Let’s begin with SOS1.

Special ordered set of type 1

We have the following variables:

    \begin{gather*} a_0, a_1, \ldots, a_n \in \mathbb{R} \\ A = \{a_0, \ldots, a_n\} \end{gather*}

For each index we create another binary variable:

    \begin{gather*} b_0, b_1, \ldots, b_n \in \{0, 1 \} \end{gather*}

We demand that at most one binary is non-zero:

    \begin{gather*} \displaystyle\mathop{\sum}_{0 \le i \le n} b_i \le 1 \end{gather*}

And we specify constraint which will allow matching variable to take non-zero value:

    \begin{gather*} \displaystyle\mathop{\forall}_{0 \le i \le n} -b_iK \le a_i \le b_iK \end{gather*}

Where K is maximum integer value which our solver supports.

How does it work?

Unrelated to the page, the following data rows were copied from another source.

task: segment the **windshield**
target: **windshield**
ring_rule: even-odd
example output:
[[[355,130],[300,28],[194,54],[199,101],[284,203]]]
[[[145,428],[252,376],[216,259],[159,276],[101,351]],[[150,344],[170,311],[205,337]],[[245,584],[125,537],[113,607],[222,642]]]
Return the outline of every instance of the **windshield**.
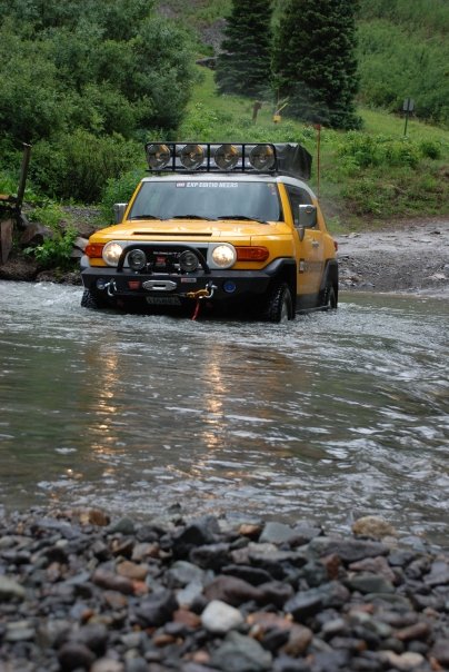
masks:
[[[186,179],[142,182],[129,217],[242,218],[259,221],[282,219],[275,182]]]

There can be at most one non-zero binary flag, and only for that flag the respective variable is allowed to take non-zero value (because for all the other flags constraint will have zero on both sides). However, non-zero flag does not require matching variable to be non-zero, but this does not break definition of SOS1.

Special ordered set of type 2

Now we want to add constraint that at most two variables are non-zero, and if there are two non-zero variables, they are next to each other. Using the same variables as before:

    \begin{gather*} a_0, a_1, \ldots, a_n \in \mathbb{R} \\ A = \{a_0, \ldots, a_n\} \end{gather*}

We create binary variables in the same way and still require that at most one binary is non-zero:

    \begin{gather*} b_0, b_1, \ldots, b_n \in \{0, 1 \} \\ \displaystyle\mathop{\sum}_{0 \le i \le n} b_i \le 1 \end{gather*}

This time for each variable we take two binary flags into the constraint:

    \begin{gather*} \displaystyle\mathop{\forall}_{0 \le i \le n} -(b_i + b_{i+1}) K \le a_i \le (b_i + b_{i+1})K \end{gather*}

How does it work? Let’s assume that all b_{i} are zeroes, this means that we have lots of constraints of the form -(0+0)K \le a_i \le (0+0)K which makes sure that all a_i are zeroes. However, imagine that b_i is true. This time we have two interesting constraints:

    \begin{gather*} -(b_{i-1} + b_{i}) K \le a_{i-1} \le (b_{i-1} + b_{i})K \\  -K \le a_{i-1} \le K \end{gather*}

and

    \begin{gather*} -(b_i + b_{i+1}) K \le a_i \le (b_i + b_{i+1})K\\ -K \le a_i \ke K \end{gather*}

So a_{i-1} and a_i are allowed to be non-zero, so at most two variables can be non-zero.

Summary

Special ordered sets looks easy but they are very useful. In next part we will see how to approximate any 1D or 2D function using SOS2.